Renewable Materials Investment Credit (New IRC Section 48F)
- Provides 30% credit on the cost (basis) of new depreciable equipment or property integral to a qualified facility producing renewable materials.
- No overlap: Facilities claiming production credit cannot claim investment credit, and vice versa.
- Applies to property placed in service after enactment; reduced if tax-exempt bonds used; allows progress payments.
General Rules
- Coordinates with clean fuel production credit (excludes overlap).
- Treasury Secretary (with Agriculture Secretary) must issue regulations within 180 days of enactment.
- Effective: Production credit for material after enactment; investment credit for property after enactment.
Significant Changes to Existing Law
- Adds new IRC sections 45BB (production credit) and 48F (investment credit) to business and investment tax credit subparts.
- Makes credits transferable under IRC Section 6418 (allows sale to third parties).
- Updates general business credit list (Section 38), at-risk rules (Section 49), and others for consistency.
- No changes to fuel/food biomass credits; explicitly excludes them.
Potential Impacts
- Government agencies: IRS/Treasury gains administrative burden (regulations, claims); potential revenue loss from credits but promotes bioeconomy jobs/revenue.
- Citizens/businesses: Lowers costs for building/operating U.S. biobased chemical/materials plants, spurring investment and production.
- International relations: Favors U.S./possession-sourced biomass, potentially boosting domestic agriculture/bioindustry over imports.

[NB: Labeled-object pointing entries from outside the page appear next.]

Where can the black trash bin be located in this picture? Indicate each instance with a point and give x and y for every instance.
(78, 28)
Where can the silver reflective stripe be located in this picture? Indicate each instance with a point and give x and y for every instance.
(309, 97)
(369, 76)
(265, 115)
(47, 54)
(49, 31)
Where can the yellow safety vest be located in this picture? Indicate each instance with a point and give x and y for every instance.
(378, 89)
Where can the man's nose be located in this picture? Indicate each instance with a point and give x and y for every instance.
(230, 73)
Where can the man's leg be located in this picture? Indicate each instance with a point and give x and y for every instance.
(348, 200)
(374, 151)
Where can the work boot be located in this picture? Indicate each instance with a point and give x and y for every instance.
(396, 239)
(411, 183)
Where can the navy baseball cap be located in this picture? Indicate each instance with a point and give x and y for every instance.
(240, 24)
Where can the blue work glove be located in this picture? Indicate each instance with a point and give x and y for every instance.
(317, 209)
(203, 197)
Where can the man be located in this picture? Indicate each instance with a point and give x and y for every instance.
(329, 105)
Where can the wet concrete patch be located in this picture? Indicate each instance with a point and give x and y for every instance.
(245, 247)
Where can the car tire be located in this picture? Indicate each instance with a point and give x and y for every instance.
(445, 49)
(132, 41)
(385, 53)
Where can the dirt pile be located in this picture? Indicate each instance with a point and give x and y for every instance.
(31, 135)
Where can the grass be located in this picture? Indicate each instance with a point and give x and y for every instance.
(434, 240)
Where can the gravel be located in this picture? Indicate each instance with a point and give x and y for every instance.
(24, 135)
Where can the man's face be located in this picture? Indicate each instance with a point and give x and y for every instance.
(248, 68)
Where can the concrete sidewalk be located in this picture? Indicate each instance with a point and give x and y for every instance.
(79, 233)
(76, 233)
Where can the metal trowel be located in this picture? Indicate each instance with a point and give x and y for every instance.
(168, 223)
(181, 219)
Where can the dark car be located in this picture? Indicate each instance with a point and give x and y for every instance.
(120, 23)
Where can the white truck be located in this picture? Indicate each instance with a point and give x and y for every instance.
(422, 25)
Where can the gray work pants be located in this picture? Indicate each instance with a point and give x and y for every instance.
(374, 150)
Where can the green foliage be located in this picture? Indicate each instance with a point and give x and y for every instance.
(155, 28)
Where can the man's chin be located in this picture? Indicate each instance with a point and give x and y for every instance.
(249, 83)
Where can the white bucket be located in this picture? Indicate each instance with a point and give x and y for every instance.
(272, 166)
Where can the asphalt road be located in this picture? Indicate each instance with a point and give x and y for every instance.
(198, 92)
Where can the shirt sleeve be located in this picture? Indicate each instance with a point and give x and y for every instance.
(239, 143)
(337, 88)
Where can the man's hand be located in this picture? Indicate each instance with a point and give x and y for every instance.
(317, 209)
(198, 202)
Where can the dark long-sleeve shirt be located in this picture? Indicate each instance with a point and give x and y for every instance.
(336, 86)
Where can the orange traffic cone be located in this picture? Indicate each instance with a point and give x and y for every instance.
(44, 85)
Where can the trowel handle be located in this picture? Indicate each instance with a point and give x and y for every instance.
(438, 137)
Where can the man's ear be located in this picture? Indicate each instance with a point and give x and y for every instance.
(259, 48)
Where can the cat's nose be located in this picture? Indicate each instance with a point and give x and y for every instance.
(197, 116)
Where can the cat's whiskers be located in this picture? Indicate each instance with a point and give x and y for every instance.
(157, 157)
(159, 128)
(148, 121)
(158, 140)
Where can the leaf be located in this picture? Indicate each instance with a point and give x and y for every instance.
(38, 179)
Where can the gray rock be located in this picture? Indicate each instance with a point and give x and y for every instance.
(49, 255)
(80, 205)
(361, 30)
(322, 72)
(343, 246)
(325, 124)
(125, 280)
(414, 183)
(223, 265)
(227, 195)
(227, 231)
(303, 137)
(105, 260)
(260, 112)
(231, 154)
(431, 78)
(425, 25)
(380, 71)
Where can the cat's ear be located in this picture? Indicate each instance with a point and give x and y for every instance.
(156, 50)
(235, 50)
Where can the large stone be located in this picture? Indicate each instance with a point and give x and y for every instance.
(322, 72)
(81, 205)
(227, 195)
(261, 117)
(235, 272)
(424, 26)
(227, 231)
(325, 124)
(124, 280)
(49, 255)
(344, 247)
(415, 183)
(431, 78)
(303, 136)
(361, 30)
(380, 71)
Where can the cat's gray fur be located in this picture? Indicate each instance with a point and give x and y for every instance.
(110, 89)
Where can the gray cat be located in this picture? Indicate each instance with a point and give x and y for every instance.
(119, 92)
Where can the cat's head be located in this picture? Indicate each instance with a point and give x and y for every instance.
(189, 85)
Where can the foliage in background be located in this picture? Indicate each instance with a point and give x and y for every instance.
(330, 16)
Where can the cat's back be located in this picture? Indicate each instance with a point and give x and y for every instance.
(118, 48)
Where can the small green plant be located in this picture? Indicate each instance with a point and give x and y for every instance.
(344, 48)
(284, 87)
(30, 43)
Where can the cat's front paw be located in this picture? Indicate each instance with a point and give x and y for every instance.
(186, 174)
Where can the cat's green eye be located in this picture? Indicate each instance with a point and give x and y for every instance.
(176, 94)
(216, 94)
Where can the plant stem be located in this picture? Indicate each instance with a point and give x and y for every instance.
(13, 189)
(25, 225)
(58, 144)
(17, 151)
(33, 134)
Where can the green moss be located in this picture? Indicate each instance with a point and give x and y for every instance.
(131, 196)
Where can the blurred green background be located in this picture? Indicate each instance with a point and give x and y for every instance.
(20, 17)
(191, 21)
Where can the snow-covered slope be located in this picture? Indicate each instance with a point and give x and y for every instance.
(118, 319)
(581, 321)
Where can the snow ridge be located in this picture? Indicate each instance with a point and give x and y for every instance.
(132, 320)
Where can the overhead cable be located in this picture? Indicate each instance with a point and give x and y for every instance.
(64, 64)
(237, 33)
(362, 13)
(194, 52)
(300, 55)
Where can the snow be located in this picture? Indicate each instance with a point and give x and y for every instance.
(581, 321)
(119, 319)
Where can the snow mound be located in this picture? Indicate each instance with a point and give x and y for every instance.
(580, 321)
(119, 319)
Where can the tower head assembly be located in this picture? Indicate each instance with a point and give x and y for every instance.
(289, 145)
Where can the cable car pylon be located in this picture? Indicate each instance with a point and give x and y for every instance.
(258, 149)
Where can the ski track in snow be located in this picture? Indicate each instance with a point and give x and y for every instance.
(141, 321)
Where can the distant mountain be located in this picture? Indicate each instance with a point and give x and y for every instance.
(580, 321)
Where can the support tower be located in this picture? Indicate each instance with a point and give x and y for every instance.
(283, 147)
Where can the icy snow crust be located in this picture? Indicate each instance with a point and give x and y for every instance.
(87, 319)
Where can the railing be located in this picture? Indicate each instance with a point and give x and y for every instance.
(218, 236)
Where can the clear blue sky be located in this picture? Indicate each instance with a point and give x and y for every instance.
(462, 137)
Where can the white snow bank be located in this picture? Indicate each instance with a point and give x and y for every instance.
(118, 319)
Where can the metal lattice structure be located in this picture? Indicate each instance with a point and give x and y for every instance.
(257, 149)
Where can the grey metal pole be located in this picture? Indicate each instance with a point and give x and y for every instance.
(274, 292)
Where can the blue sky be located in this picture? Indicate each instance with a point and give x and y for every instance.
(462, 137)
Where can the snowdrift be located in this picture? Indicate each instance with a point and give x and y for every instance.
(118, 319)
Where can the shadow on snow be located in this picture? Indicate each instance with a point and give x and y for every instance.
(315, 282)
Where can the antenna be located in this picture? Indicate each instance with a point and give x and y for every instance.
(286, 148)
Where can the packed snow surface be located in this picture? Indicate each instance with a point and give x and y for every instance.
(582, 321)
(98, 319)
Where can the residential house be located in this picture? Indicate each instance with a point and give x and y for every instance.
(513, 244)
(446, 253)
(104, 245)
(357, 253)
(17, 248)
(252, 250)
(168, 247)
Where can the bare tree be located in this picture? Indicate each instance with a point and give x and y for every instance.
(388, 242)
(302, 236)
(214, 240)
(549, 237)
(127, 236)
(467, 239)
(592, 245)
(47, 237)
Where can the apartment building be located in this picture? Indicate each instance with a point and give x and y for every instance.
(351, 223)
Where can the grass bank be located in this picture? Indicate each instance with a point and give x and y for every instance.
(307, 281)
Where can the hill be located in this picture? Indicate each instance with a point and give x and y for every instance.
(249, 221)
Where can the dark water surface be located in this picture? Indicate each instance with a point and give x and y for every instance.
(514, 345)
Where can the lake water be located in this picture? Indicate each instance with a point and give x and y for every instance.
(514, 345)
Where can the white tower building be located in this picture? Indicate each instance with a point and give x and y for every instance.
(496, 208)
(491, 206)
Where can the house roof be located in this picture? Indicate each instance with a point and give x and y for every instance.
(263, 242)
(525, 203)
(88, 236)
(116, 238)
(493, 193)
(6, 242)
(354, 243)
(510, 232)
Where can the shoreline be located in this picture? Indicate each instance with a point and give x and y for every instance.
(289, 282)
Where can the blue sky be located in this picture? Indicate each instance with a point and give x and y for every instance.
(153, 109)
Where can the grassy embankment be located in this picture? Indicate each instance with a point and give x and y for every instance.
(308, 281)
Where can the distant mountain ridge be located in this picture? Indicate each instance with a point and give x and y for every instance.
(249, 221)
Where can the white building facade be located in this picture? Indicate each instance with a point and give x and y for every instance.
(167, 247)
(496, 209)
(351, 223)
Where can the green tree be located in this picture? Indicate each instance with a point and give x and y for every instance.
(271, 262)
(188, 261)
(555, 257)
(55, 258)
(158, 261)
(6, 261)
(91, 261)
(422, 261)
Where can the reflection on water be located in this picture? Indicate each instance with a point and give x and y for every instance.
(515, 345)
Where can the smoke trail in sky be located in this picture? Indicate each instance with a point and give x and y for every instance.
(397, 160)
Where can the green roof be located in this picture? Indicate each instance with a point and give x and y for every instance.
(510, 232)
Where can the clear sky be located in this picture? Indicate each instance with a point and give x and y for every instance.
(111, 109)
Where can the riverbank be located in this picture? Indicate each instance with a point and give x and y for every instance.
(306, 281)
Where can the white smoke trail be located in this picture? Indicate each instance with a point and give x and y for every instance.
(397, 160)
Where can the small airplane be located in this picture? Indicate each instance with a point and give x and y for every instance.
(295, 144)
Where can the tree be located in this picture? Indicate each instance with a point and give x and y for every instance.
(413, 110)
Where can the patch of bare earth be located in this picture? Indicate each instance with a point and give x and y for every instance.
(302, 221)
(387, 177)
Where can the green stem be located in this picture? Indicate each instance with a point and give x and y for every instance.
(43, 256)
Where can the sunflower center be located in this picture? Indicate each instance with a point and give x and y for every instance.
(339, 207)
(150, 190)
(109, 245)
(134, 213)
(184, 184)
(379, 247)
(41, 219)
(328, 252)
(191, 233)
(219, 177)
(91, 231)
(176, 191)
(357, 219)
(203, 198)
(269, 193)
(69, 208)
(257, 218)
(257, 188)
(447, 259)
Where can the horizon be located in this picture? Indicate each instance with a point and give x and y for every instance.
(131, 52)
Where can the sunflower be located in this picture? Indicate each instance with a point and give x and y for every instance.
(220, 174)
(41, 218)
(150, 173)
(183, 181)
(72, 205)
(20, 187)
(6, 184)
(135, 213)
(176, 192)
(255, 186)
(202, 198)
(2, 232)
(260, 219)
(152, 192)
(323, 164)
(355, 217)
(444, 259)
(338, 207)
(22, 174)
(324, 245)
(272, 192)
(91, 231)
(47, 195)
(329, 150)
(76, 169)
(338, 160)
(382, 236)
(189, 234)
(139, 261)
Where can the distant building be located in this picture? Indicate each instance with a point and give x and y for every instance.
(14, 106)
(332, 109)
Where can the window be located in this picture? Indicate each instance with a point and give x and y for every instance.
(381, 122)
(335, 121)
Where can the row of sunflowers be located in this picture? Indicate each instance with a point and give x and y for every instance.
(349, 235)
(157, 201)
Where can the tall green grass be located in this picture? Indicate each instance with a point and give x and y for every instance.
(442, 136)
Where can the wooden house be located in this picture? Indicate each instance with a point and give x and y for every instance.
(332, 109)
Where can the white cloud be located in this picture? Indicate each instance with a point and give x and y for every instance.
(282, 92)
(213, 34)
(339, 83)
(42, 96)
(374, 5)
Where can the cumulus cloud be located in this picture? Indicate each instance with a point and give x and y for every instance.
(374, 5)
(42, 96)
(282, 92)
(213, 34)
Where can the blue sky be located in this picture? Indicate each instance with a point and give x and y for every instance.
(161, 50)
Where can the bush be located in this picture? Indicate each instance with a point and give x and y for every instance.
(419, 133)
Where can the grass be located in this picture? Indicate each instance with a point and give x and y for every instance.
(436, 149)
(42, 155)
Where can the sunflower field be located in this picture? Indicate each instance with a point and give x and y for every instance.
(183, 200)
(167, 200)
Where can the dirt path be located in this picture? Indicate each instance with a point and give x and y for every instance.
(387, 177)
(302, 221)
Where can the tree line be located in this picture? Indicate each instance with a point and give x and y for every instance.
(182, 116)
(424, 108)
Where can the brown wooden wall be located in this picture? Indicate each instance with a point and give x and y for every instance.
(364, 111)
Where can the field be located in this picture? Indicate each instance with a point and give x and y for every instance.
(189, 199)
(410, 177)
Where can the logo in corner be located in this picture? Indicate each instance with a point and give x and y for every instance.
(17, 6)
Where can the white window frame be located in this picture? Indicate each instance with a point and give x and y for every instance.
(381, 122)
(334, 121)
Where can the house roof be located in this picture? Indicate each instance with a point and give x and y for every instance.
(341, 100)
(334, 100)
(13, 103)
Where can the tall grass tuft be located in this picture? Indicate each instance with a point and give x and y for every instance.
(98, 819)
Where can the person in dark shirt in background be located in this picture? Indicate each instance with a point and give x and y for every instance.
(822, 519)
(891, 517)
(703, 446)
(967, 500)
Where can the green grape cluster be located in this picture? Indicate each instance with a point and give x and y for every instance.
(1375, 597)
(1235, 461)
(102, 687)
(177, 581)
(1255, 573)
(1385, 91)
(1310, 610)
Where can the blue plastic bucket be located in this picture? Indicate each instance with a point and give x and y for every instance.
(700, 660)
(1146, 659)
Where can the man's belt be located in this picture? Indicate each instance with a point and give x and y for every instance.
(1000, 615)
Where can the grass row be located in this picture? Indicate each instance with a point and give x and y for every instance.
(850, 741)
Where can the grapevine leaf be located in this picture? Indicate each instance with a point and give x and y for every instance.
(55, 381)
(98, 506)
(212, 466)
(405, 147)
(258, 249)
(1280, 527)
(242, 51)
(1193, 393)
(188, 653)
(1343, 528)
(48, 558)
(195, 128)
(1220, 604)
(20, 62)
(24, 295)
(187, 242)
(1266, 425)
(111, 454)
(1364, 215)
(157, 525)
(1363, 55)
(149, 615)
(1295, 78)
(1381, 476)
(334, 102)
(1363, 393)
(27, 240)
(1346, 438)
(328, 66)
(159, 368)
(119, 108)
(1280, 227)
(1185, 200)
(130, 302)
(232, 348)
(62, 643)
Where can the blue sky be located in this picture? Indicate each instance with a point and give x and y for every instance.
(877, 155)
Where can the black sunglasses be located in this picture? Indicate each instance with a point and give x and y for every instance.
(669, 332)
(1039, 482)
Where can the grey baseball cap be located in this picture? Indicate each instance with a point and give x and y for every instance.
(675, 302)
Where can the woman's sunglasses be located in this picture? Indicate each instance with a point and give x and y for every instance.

Main Stakeholders Affected
- Producers/investors: Companies manufacturing biobased chemicals/products (e.g., bioplastics, non-fuel solvents).
- Biomass suppliers: U.S. farmers, forestry, waste processors.
- Taxpayers: Eligible for credits or buyers via transfer.
- Government: IRS (enforcement), Treasury/Department of Agriculture (guidance).
Notable Legal, Constitutional, or Political Implications
- Legal: Relies on existing IRC framework (e.g., general business credits); first-claim rule prevents double-claiming in supply chains; cap limits abuse.
- Constitutional: Standard tax incentive under Congress's taxing power; no apparent federalism issues as facilities must be domestic.
- Political: Supports "renewable materials" (non-energy biomass uses), differentiating from fuel subsidies; bipartisan sponsors signal cross-aisle appeal for ag/bio-manufacturing.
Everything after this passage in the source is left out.